Thousands of Georgians demonstrated on Tuesday in Tbilisi to demand the release of former President Mikheil Saakachvili, who has become a leader of the opposition and “tortured” in prison according to doctors. They announced a “mass hunger strike” to protest his incarceration.

Protesters, who marched through the Georgian capital before rallying in front of the Parliament, waved Georgian flags and signs “Free Saakashvili!” “. The protest coincided with the 54th birthday of the former president.
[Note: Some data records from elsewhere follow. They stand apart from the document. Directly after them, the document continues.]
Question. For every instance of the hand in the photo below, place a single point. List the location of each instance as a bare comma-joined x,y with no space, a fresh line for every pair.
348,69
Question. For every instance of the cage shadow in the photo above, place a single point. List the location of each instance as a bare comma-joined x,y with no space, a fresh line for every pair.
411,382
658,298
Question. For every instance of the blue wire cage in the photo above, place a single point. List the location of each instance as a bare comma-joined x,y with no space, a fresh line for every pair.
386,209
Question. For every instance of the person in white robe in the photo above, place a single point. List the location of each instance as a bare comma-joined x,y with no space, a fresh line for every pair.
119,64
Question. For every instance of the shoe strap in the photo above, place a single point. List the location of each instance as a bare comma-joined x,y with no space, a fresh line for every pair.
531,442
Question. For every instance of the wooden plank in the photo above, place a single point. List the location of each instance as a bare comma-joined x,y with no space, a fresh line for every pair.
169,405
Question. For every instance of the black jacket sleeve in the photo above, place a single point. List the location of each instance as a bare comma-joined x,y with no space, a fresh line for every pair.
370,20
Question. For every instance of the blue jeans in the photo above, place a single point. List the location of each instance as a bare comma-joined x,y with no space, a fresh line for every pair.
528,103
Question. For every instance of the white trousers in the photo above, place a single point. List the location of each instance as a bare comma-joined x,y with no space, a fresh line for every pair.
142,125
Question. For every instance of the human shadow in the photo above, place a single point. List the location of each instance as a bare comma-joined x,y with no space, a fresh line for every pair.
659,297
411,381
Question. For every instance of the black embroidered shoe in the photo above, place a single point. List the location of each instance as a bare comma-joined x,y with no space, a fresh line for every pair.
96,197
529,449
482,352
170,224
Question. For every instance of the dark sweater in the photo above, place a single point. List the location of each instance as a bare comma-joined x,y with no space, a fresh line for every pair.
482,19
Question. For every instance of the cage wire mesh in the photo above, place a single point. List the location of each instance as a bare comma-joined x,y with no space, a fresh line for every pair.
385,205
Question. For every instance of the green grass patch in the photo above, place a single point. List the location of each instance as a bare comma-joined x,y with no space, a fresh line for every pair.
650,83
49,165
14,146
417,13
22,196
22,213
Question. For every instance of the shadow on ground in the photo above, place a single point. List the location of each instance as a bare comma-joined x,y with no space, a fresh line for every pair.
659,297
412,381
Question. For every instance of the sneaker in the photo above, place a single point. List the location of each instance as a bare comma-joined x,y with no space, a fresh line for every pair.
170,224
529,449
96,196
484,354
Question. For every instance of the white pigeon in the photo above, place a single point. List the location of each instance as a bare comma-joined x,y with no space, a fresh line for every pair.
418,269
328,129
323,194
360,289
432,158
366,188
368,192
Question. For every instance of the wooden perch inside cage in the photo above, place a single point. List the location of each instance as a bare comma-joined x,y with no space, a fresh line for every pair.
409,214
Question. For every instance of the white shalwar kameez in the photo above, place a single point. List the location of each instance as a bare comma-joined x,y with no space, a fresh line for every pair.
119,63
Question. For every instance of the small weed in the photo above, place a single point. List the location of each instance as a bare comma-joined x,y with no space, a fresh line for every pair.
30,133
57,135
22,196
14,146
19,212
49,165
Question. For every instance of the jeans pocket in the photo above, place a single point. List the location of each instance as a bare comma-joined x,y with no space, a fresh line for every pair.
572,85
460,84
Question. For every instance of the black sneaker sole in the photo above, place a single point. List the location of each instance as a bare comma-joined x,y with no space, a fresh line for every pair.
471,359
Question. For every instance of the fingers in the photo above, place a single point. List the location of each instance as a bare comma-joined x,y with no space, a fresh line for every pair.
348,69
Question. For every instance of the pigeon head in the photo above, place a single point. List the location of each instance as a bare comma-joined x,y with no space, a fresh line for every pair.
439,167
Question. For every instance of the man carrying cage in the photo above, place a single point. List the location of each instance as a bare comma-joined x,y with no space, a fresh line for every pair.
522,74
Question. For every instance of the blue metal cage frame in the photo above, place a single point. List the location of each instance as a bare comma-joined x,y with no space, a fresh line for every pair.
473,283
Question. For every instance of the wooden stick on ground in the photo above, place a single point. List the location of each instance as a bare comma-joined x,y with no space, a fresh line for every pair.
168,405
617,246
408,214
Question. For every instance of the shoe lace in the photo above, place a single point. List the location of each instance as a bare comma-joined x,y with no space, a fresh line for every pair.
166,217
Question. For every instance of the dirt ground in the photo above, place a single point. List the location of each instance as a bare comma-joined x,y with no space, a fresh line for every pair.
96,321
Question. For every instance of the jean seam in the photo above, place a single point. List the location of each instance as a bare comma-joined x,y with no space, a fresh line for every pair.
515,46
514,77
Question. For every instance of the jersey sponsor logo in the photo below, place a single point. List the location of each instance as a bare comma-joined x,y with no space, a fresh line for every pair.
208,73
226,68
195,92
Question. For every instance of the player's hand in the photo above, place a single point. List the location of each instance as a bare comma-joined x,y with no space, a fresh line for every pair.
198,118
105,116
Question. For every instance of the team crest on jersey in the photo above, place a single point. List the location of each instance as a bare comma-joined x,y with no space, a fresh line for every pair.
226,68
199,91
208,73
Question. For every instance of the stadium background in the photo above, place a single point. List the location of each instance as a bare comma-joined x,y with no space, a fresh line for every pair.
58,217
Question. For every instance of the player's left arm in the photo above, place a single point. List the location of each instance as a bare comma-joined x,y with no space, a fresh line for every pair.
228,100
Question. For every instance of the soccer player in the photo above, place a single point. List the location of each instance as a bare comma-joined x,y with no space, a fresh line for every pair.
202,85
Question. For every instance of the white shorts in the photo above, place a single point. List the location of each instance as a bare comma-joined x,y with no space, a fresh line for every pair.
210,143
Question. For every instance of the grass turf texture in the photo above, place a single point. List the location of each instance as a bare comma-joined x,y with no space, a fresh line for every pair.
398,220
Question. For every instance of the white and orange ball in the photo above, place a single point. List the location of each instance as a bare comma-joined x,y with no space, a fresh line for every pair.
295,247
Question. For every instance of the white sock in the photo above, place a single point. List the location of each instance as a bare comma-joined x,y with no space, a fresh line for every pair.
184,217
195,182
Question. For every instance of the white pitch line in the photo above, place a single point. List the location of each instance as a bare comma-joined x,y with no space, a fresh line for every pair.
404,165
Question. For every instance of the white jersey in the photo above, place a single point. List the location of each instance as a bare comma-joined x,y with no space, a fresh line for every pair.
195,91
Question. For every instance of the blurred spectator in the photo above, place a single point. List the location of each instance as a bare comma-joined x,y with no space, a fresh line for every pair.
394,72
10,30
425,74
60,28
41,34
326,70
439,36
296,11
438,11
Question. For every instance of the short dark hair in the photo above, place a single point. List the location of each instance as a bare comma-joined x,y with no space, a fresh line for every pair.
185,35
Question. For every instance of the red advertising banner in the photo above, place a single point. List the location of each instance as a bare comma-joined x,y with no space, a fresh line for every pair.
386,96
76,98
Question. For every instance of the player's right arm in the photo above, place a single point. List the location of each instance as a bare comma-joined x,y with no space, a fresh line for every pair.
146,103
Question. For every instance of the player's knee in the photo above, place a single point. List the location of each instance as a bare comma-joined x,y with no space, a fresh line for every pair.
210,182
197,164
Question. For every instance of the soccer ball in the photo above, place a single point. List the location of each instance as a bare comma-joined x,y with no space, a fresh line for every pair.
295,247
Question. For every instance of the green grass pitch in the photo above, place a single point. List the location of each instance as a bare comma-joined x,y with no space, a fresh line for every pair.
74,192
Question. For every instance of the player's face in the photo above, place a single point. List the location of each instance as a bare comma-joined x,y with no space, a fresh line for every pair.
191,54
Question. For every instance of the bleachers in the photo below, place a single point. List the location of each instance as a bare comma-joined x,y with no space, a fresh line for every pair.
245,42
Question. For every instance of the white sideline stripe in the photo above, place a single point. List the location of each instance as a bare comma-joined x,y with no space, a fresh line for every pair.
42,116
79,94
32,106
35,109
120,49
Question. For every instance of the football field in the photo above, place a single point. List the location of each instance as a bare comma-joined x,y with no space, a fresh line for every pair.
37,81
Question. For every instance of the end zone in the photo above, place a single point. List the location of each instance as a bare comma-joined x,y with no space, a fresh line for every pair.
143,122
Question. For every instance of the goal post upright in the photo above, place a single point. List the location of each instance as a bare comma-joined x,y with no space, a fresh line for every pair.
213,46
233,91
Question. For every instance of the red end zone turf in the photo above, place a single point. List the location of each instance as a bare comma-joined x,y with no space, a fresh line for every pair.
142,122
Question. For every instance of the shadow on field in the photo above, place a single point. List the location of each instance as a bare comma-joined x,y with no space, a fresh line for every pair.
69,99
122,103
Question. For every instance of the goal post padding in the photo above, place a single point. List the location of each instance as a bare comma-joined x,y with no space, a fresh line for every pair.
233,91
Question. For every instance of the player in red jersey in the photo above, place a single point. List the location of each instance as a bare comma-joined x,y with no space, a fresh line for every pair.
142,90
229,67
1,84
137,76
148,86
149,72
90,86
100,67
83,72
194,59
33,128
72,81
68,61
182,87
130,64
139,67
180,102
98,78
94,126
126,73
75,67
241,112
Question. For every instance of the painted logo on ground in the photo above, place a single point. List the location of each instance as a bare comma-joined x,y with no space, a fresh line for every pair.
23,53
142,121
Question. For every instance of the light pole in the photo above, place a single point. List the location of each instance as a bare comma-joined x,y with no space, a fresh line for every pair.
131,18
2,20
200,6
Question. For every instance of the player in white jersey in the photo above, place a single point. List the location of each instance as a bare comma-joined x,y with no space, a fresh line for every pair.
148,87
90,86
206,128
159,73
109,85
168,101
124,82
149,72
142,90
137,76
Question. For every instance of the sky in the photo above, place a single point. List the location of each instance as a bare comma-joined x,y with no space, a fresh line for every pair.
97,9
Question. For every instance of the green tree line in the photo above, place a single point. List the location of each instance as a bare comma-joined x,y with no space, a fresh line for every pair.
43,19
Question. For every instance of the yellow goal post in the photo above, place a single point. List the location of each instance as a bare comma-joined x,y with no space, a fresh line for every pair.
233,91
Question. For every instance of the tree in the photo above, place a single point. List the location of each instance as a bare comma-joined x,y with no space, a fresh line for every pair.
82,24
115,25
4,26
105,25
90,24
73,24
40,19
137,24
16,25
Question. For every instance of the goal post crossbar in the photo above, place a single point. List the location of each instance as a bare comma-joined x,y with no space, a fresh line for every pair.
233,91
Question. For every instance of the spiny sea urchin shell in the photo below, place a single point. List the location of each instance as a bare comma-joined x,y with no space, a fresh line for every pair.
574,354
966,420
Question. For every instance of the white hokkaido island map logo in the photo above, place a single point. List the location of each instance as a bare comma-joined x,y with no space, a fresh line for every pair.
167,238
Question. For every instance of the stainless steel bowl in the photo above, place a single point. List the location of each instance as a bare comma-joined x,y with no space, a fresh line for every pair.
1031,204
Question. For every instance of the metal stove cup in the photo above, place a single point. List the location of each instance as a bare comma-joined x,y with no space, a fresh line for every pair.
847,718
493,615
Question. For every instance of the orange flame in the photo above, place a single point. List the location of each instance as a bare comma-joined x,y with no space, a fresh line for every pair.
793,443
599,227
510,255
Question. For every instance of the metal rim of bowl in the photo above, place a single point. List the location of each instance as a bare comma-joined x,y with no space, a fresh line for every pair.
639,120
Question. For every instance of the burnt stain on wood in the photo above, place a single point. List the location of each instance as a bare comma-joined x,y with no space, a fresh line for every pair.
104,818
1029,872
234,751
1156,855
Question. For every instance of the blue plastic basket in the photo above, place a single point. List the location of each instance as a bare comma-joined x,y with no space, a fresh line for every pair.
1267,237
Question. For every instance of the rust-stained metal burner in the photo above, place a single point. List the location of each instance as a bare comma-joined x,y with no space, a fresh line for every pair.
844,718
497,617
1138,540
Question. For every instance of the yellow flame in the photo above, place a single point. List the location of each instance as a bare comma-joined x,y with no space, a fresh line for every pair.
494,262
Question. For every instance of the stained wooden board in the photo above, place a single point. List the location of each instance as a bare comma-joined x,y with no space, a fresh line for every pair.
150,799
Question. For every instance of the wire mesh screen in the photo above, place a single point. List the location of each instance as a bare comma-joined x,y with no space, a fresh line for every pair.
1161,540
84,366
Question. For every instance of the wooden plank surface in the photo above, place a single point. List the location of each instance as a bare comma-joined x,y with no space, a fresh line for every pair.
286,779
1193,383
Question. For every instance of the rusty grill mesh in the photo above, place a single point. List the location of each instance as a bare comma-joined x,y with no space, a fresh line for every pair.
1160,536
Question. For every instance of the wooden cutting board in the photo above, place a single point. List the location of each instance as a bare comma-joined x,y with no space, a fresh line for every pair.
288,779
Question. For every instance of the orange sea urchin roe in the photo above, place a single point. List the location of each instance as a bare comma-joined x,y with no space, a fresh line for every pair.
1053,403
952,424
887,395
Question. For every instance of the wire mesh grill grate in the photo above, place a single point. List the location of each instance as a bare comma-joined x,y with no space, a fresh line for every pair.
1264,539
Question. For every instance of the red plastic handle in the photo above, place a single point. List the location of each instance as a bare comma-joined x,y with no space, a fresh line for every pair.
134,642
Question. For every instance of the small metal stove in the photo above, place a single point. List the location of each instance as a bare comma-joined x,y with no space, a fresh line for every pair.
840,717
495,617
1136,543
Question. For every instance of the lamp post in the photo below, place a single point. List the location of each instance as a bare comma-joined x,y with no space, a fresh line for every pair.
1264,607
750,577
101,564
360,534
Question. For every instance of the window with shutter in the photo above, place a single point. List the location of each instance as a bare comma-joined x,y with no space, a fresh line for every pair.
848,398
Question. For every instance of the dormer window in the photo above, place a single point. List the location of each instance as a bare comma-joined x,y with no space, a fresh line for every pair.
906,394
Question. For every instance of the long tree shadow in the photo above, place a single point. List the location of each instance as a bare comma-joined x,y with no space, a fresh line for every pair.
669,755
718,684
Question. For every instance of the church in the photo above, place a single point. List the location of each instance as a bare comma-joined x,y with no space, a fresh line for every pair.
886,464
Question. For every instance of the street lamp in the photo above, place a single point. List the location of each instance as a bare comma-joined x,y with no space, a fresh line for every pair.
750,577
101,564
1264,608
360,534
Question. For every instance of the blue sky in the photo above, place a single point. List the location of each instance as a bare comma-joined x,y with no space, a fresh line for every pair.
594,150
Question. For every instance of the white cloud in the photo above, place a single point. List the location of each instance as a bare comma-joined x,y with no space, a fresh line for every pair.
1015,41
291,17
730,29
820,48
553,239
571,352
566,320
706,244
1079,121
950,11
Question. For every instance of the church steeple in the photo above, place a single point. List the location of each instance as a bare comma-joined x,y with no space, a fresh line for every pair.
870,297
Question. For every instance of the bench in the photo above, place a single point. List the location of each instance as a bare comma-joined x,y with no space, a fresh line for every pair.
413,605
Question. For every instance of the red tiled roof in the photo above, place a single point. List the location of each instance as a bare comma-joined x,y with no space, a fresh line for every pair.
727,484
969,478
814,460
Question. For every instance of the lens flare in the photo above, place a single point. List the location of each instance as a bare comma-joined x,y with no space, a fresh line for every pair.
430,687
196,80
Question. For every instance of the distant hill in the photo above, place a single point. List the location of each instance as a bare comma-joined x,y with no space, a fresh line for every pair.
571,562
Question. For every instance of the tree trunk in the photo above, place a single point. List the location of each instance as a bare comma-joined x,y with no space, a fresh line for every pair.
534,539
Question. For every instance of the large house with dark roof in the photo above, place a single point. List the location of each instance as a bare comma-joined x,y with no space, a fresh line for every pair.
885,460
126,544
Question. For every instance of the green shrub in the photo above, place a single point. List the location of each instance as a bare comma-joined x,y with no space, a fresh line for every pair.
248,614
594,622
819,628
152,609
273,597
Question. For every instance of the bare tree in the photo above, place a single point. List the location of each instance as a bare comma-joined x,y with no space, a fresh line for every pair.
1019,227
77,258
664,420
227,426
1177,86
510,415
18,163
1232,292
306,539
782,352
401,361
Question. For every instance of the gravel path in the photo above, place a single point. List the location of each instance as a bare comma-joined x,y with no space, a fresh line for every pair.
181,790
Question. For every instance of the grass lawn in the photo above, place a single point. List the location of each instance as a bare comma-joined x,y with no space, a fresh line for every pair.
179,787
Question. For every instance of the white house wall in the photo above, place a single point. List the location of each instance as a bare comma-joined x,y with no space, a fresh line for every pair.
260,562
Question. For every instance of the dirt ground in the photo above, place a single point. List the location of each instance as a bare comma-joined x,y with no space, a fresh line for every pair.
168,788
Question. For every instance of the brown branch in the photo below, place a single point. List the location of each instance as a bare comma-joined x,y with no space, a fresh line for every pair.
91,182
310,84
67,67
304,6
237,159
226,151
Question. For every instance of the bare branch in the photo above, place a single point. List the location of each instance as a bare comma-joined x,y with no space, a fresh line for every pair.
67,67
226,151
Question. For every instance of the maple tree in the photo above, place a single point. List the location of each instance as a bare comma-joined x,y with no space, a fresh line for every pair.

Hunger strike in front of the premises of the United National Movement

“Today, we are starting a mass hunger strike which will not end until Mikheïl Saakashvili is released,” said Nika Melia, the president of Mikheïl Saakashvili’s United National Movement (UNM), applauded by the demonstrators. However, it was not immediately clear how many people intended to take part in this supposedly hunger strike outside the party’s premises.

Arrested on October 1 on his return from eight years of exile in Ukraine, Mikheïl Saakachvili refused to eat for fifty days, in order to protest against his imprisonment for a conviction for abuse of power, the political nature of which he denounces. This pro-Western reformer, at the head of his country from 2004 to 2013, began to eat again after being transferred on November 20 to a military hospital in Gori (East), following concerns expressed by doctors who assured that his life was in danger.

Government accused of sanctioning political opponents

On Saturday, an independent council of doctors said he was currently suffering from serious neurological disorders, a consequence of the torture and ill-treatment suffered in detention. According to one of the demonstrators, Guoirgui Darsavelidzé, a 47-year-old architect, the ruling Georgian Dream party of billionaire Bidzina Ivanishvili must now “crack under popular pressure”. “We will not stop until Saakashvili is free,” he said.

The arrest of this prominent opposition figure has exacerbated the political crisis resulting from last year’s legislative elections in Georgia, marked by fraud according to the opposition, and it also sparked the largest anti-government protests in ten years. Human rights defenders accuse the Georgian government of using criminal charges to punish political opponents.